Hacker Mag 2600 Drops DMCA Fight

Online/offline hacker publication 2600 Magazine has decided not to seek U.S. Supreme Court review of the so-called DeCSS case, which it hoped to use in challenging the 1998 Digital Millennium Copyright Act.

The decision puts to bed a two-and-a-half year legal battle over the DMCA that 2600 and online civil liberties outfit Electronic Frontier Foundation had waged over providing links to software that helps DVD users make multiple copies of copyrighted material on DVDs.

In a statement posted on the http://www.2600.com site today, the publication said after numerous consultations with its legal team, they concluded their chances of getting the case before the Supreme Court were very slim.

Eight Hollywood studios had sued and won an injunction against Eric Corley, also known as Emmanuel Goldstein, the publisher of the popular online hacker journal which lists Middle Island, NY as an address. The injunction barred him from posting on his Web site a DeCSS program built by Norwegian teenager Jon Johansen that lets people play DVDs on computers running on the Linux operating system.

But the DeCSS program also purported to crack the CSS (Content Scramble System) scheme the movie industry uses to wrap DVD-format movies and protect them from being copied.

In appealing the injunction against linking to the program, Corley argued that the DMCA oversteps limits on the duration of copyright protection and also violated his First Amendment rights because computer code is considered a form of speech.

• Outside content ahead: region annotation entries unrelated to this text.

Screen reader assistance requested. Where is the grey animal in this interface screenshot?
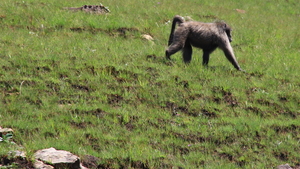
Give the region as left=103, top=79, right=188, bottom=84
left=166, top=15, right=242, bottom=71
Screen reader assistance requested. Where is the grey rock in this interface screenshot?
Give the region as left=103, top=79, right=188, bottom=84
left=34, top=147, right=85, bottom=169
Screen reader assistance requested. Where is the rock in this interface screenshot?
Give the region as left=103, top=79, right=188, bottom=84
left=64, top=4, right=110, bottom=14
left=33, top=160, right=54, bottom=169
left=277, top=164, right=293, bottom=169
left=34, top=147, right=85, bottom=169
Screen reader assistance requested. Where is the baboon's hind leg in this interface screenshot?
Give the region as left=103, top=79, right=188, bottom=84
left=182, top=40, right=193, bottom=63
left=220, top=41, right=242, bottom=71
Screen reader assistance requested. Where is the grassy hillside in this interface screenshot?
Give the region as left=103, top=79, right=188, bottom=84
left=0, top=0, right=300, bottom=169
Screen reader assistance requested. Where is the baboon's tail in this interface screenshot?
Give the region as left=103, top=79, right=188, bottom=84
left=168, top=15, right=184, bottom=46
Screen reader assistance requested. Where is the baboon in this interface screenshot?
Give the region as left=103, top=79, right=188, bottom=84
left=166, top=15, right=242, bottom=70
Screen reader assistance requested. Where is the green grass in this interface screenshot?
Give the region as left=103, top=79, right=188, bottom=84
left=0, top=0, right=300, bottom=169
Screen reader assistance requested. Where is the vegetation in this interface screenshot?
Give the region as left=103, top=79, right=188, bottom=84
left=0, top=0, right=300, bottom=169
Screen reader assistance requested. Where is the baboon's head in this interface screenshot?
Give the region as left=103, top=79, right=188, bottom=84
left=223, top=23, right=232, bottom=42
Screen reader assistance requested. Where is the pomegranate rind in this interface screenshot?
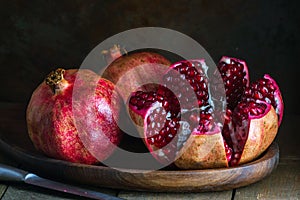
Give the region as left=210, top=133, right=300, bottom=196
left=174, top=132, right=228, bottom=169
left=99, top=51, right=171, bottom=97
left=239, top=105, right=278, bottom=164
left=26, top=69, right=121, bottom=164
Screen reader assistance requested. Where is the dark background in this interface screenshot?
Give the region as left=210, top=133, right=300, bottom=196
left=0, top=0, right=300, bottom=114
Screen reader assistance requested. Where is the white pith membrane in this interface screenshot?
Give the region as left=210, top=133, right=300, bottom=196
left=130, top=59, right=225, bottom=162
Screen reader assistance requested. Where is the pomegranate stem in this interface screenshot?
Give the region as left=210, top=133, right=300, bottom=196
left=45, top=68, right=68, bottom=94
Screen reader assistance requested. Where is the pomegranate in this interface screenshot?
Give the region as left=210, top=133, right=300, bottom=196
left=129, top=60, right=231, bottom=168
left=26, top=68, right=122, bottom=164
left=218, top=56, right=249, bottom=109
left=243, top=74, right=284, bottom=125
left=101, top=51, right=171, bottom=102
left=129, top=57, right=283, bottom=169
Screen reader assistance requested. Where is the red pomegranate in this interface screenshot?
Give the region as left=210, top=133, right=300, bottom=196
left=129, top=57, right=283, bottom=169
left=26, top=68, right=121, bottom=164
left=101, top=51, right=171, bottom=102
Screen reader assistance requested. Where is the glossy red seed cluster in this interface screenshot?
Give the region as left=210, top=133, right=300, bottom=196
left=243, top=78, right=277, bottom=111
left=218, top=59, right=248, bottom=109
left=164, top=61, right=209, bottom=109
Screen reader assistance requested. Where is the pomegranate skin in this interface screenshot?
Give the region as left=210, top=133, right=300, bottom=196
left=99, top=51, right=171, bottom=102
left=26, top=69, right=121, bottom=164
left=174, top=132, right=229, bottom=169
left=239, top=106, right=278, bottom=164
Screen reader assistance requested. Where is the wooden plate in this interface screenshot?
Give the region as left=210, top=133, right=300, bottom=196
left=0, top=104, right=279, bottom=192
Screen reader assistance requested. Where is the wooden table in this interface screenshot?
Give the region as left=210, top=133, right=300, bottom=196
left=0, top=102, right=300, bottom=200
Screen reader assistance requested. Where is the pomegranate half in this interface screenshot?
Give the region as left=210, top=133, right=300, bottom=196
left=129, top=57, right=283, bottom=169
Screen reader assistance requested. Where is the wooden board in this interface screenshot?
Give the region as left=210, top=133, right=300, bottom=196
left=0, top=103, right=279, bottom=192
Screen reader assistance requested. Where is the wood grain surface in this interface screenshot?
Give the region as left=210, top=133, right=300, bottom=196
left=235, top=159, right=300, bottom=199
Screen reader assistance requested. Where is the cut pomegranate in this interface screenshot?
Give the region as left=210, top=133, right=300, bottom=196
left=129, top=60, right=231, bottom=167
left=218, top=56, right=249, bottom=109
left=243, top=74, right=284, bottom=125
left=129, top=56, right=283, bottom=169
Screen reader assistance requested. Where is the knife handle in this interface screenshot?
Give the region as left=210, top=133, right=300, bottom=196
left=0, top=164, right=28, bottom=182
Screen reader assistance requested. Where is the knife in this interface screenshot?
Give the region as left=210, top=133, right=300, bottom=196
left=0, top=164, right=121, bottom=200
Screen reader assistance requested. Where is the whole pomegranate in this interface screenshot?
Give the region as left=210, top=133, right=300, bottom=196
left=129, top=57, right=283, bottom=169
left=101, top=49, right=171, bottom=102
left=26, top=68, right=122, bottom=164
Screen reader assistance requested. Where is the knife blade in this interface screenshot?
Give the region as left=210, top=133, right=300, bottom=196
left=0, top=163, right=122, bottom=200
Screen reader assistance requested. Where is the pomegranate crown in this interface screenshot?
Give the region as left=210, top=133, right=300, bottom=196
left=45, top=68, right=65, bottom=86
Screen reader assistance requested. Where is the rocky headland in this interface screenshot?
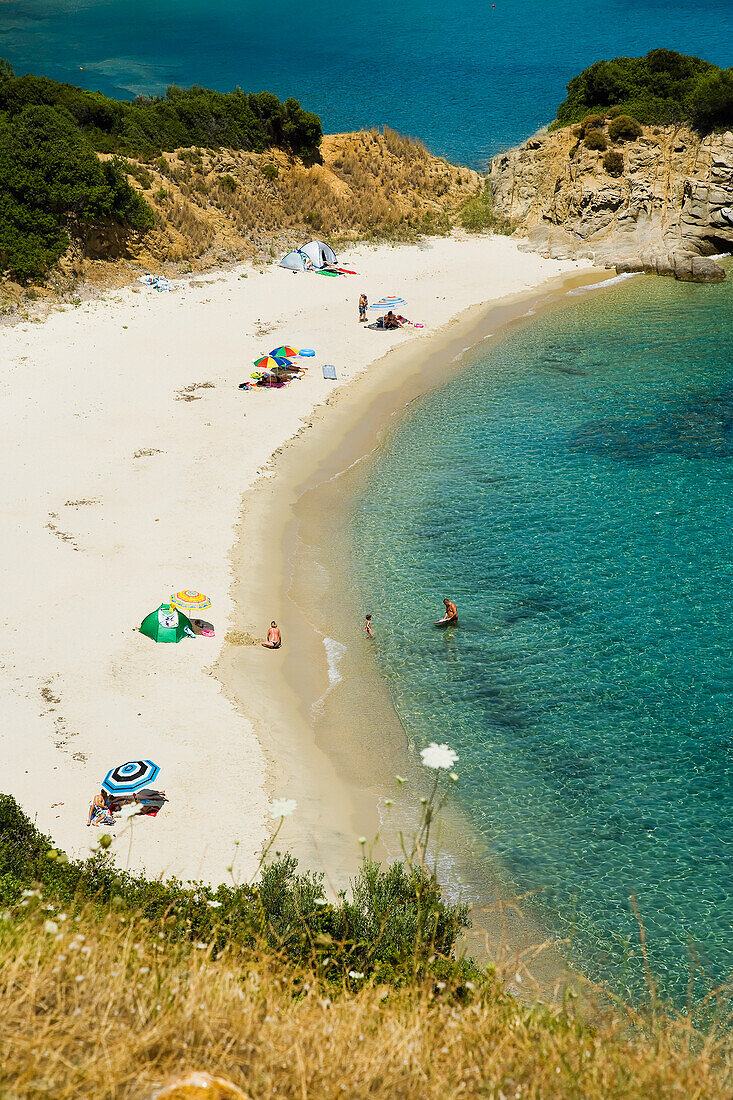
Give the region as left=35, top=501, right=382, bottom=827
left=490, top=119, right=733, bottom=282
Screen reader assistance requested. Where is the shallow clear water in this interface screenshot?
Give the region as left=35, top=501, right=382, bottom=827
left=354, top=270, right=733, bottom=996
left=0, top=0, right=733, bottom=165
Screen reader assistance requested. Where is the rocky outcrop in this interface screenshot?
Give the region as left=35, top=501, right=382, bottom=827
left=490, top=127, right=733, bottom=283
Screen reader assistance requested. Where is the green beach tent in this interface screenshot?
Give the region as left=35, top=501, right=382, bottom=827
left=140, top=604, right=194, bottom=641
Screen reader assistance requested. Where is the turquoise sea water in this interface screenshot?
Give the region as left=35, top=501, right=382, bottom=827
left=0, top=0, right=733, bottom=165
left=354, top=270, right=733, bottom=997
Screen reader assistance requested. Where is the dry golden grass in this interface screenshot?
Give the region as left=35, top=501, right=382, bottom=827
left=0, top=899, right=733, bottom=1100
left=75, top=129, right=479, bottom=275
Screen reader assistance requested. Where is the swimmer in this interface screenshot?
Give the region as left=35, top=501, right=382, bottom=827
left=436, top=597, right=458, bottom=626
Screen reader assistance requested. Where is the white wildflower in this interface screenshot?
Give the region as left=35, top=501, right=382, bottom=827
left=420, top=741, right=458, bottom=771
left=270, top=799, right=298, bottom=817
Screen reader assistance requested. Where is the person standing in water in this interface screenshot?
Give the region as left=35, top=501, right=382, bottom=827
left=262, top=619, right=283, bottom=649
left=442, top=597, right=458, bottom=626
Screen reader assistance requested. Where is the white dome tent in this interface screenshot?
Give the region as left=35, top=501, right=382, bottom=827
left=298, top=241, right=338, bottom=267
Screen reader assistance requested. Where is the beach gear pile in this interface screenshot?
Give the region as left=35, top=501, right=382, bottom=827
left=139, top=275, right=175, bottom=290
left=280, top=241, right=357, bottom=276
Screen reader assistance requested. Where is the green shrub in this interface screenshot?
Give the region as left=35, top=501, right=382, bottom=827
left=0, top=104, right=153, bottom=282
left=603, top=149, right=624, bottom=176
left=0, top=75, right=322, bottom=160
left=609, top=114, right=644, bottom=141
left=580, top=114, right=605, bottom=135
left=586, top=130, right=609, bottom=152
left=114, top=157, right=153, bottom=191
left=556, top=50, right=733, bottom=132
left=691, top=68, right=733, bottom=132
left=0, top=795, right=473, bottom=986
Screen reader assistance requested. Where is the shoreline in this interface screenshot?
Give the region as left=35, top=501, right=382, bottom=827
left=216, top=270, right=610, bottom=997
left=0, top=229, right=608, bottom=882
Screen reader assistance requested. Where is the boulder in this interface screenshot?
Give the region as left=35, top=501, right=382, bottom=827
left=153, top=1071, right=250, bottom=1100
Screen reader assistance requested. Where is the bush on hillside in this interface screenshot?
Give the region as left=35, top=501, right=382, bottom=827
left=0, top=104, right=153, bottom=282
left=609, top=114, right=644, bottom=141
left=580, top=114, right=605, bottom=135
left=603, top=149, right=624, bottom=176
left=586, top=130, right=609, bottom=153
left=557, top=50, right=733, bottom=132
left=459, top=182, right=512, bottom=235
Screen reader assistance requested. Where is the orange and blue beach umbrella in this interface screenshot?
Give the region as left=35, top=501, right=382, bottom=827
left=171, top=589, right=211, bottom=612
left=369, top=295, right=405, bottom=309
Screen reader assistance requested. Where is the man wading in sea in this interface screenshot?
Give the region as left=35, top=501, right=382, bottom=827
left=436, top=597, right=458, bottom=626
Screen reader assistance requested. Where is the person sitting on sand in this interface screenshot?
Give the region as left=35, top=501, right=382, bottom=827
left=444, top=597, right=458, bottom=623
left=87, top=791, right=114, bottom=825
left=262, top=619, right=283, bottom=649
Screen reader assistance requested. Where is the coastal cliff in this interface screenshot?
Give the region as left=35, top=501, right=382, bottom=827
left=490, top=118, right=733, bottom=282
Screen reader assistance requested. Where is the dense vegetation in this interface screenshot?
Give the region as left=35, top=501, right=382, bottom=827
left=0, top=795, right=468, bottom=986
left=0, top=796, right=732, bottom=1100
left=557, top=50, right=733, bottom=133
left=0, top=62, right=322, bottom=282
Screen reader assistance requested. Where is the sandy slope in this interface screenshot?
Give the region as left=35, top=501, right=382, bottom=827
left=0, top=238, right=579, bottom=880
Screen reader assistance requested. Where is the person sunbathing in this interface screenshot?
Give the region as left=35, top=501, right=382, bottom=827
left=262, top=619, right=283, bottom=649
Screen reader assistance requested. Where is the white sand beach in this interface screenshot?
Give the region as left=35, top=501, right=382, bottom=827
left=0, top=237, right=588, bottom=882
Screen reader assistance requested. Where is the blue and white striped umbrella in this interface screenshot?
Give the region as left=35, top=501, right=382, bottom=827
left=102, top=760, right=161, bottom=794
left=369, top=296, right=405, bottom=309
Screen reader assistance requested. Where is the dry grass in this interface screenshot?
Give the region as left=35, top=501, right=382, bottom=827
left=0, top=899, right=733, bottom=1100
left=62, top=129, right=479, bottom=277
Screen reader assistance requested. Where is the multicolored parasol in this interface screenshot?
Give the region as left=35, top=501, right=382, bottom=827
left=102, top=760, right=161, bottom=794
left=254, top=355, right=291, bottom=373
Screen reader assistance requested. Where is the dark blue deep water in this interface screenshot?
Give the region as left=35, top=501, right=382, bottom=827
left=355, top=270, right=733, bottom=997
left=0, top=0, right=733, bottom=166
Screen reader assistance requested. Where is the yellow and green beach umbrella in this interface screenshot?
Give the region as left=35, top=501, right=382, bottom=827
left=254, top=355, right=291, bottom=374
left=171, top=589, right=211, bottom=612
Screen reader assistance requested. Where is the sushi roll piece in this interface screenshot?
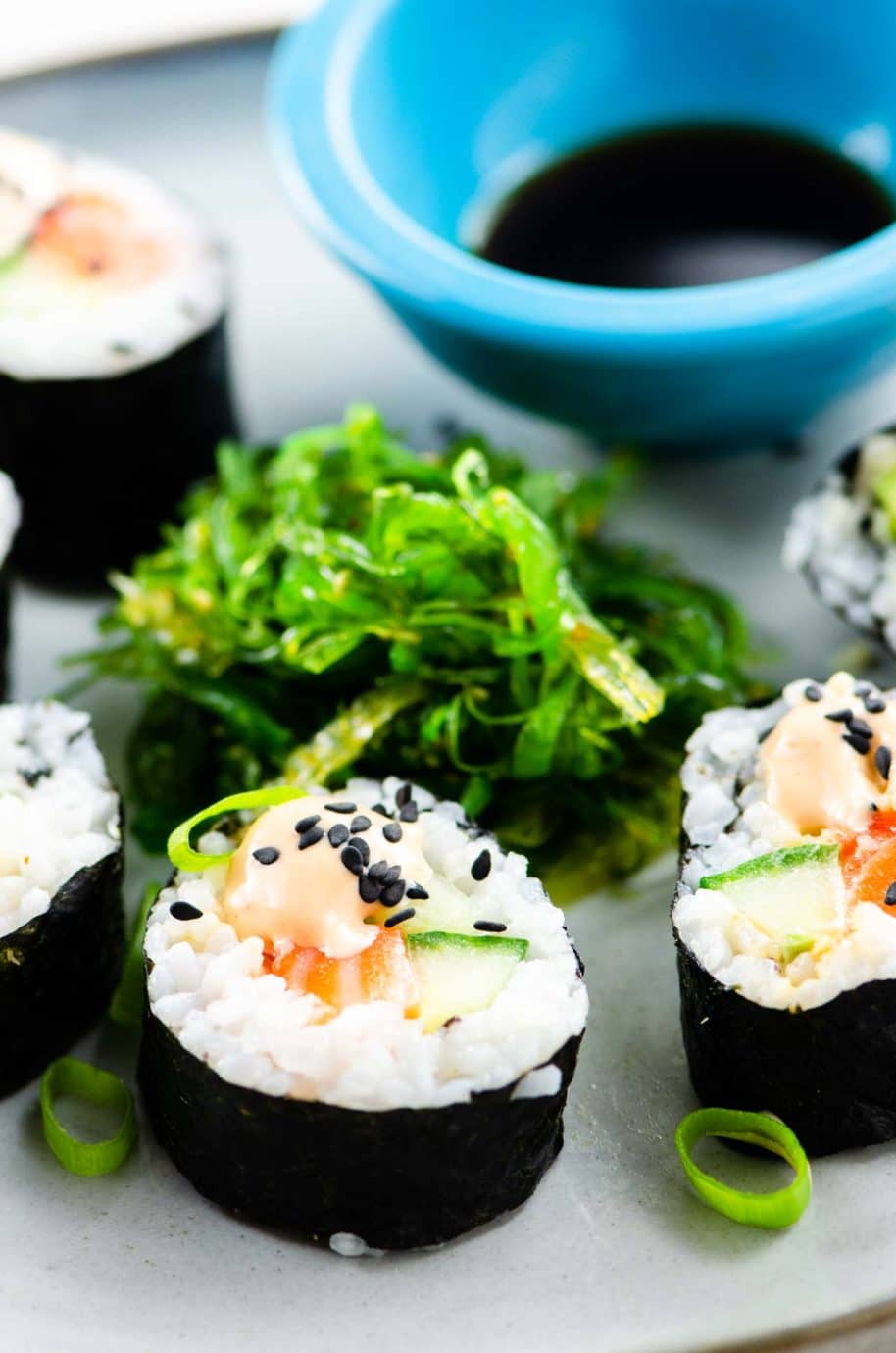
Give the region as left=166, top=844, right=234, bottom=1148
left=0, top=131, right=235, bottom=588
left=783, top=428, right=896, bottom=652
left=0, top=701, right=124, bottom=1094
left=139, top=779, right=587, bottom=1254
left=681, top=673, right=896, bottom=1154
left=0, top=470, right=22, bottom=701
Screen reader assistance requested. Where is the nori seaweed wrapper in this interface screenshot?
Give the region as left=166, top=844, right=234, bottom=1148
left=675, top=932, right=896, bottom=1156
left=139, top=1007, right=582, bottom=1250
left=0, top=846, right=124, bottom=1094
left=0, top=317, right=237, bottom=590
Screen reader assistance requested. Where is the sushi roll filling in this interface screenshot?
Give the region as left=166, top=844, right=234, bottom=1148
left=146, top=779, right=587, bottom=1110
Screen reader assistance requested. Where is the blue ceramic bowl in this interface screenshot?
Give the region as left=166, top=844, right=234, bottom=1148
left=270, top=0, right=896, bottom=445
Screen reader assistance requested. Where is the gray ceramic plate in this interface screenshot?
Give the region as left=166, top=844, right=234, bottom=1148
left=0, top=43, right=896, bottom=1353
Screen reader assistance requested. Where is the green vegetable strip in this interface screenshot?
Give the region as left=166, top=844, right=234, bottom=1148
left=168, top=784, right=306, bottom=872
left=675, top=1108, right=812, bottom=1229
left=40, top=1057, right=136, bottom=1175
left=108, top=883, right=161, bottom=1031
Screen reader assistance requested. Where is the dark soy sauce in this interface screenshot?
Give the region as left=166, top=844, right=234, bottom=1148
left=480, top=125, right=896, bottom=288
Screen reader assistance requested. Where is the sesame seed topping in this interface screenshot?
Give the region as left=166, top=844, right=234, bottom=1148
left=874, top=743, right=893, bottom=779
left=349, top=836, right=371, bottom=865
left=379, top=878, right=405, bottom=907
left=383, top=907, right=417, bottom=929
left=357, top=874, right=383, bottom=902
left=168, top=902, right=202, bottom=922
left=470, top=850, right=491, bottom=883
left=252, top=846, right=280, bottom=865
left=340, top=846, right=364, bottom=874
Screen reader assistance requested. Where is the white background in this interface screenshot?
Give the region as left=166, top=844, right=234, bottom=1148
left=0, top=0, right=318, bottom=79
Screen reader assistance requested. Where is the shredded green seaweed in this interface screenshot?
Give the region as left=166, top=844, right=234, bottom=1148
left=76, top=406, right=751, bottom=877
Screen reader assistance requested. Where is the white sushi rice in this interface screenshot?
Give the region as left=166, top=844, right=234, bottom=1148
left=0, top=128, right=226, bottom=380
left=0, top=470, right=22, bottom=569
left=782, top=433, right=896, bottom=651
left=146, top=778, right=587, bottom=1110
left=672, top=680, right=896, bottom=1009
left=0, top=701, right=121, bottom=935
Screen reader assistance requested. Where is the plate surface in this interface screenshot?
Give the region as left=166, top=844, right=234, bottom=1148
left=0, top=43, right=896, bottom=1353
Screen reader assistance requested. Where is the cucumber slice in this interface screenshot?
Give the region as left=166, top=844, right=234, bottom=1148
left=408, top=930, right=529, bottom=1033
left=700, top=844, right=846, bottom=962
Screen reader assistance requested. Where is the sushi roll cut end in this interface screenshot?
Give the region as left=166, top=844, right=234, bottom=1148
left=141, top=780, right=587, bottom=1249
left=672, top=673, right=896, bottom=1154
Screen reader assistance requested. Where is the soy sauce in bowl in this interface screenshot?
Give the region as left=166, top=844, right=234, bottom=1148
left=479, top=125, right=896, bottom=288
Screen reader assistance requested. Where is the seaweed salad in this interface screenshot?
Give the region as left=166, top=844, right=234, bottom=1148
left=78, top=406, right=751, bottom=877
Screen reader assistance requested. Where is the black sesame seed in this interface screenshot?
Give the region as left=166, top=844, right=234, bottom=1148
left=379, top=878, right=405, bottom=907
left=299, top=827, right=324, bottom=850
left=340, top=846, right=364, bottom=874
left=470, top=850, right=491, bottom=883
left=252, top=846, right=280, bottom=865
left=349, top=836, right=371, bottom=865
left=357, top=874, right=383, bottom=902
left=168, top=902, right=202, bottom=922
left=874, top=744, right=893, bottom=779
left=383, top=907, right=417, bottom=929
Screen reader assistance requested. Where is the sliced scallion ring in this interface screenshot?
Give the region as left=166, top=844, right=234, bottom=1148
left=108, top=883, right=161, bottom=1029
left=40, top=1057, right=136, bottom=1175
left=168, top=784, right=307, bottom=873
left=675, top=1108, right=812, bottom=1229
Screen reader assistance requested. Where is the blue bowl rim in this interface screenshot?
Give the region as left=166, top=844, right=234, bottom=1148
left=267, top=0, right=896, bottom=360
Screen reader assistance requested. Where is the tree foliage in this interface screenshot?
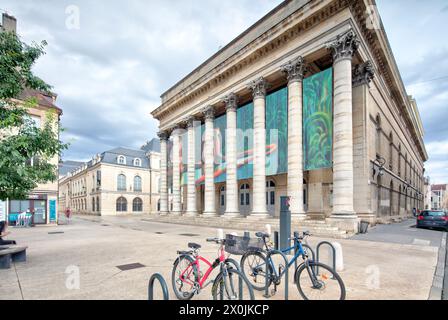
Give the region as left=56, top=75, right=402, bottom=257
left=0, top=32, right=67, bottom=200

The US 2nd Circuit Court of Appeals in New York tossed the case. In part, the court cited a DMCA provision that prohibits the manufacture and distribution of a technology that is produced solely to circumvent copyrighted works.

The EFF and 2600 had vowed to appeal the loss to the Supreme Court. But today’s decision appeared to concede that their case wasn’t strong enough for a high court review, namely because Corley felt his association with hacking would already bias any court review of the scope of “fair use” which allows some copying of copyrighted works.

In a statement about the decision today, 2600 publisher Emmanuel Goldstein called the case “a wake-up call to the Internet community. We have a stronger, more united community now, and we will support future cases.”

Instead of viewing the decision as a defeat, 2600 spun the other way, saying the upside of the battle is that people the world over know all about the DMCA and are committed to overturning it.

“The war has not ended. Only the frontlines have changed. We are convinced that when all is said and done, this will be seen as the best strategy,” Goldstein said.

San Francisco-based EFF, which had supported the case, said it would continue looking for stronger test cases that might result in a high court review of the DMCA, which online advocates say unduly restricts the “fair use” of digital-formatted materials by limiting one’s ability to make copies of them.

“EFF and 2600 Magazine will strive to ensure that the public need not sacrifice its side of the copyright bargain to Hollywood’s fears of piracy,” said EFF Intellectual Property Attorney Robin Gross.

In a related development regarding the DeCSS program, the EFF noted that a California Court of Appeals ruled that a preliminary injunction against Andrew Bunner, a DeCSS republisher in California, had violated his first amendment rights.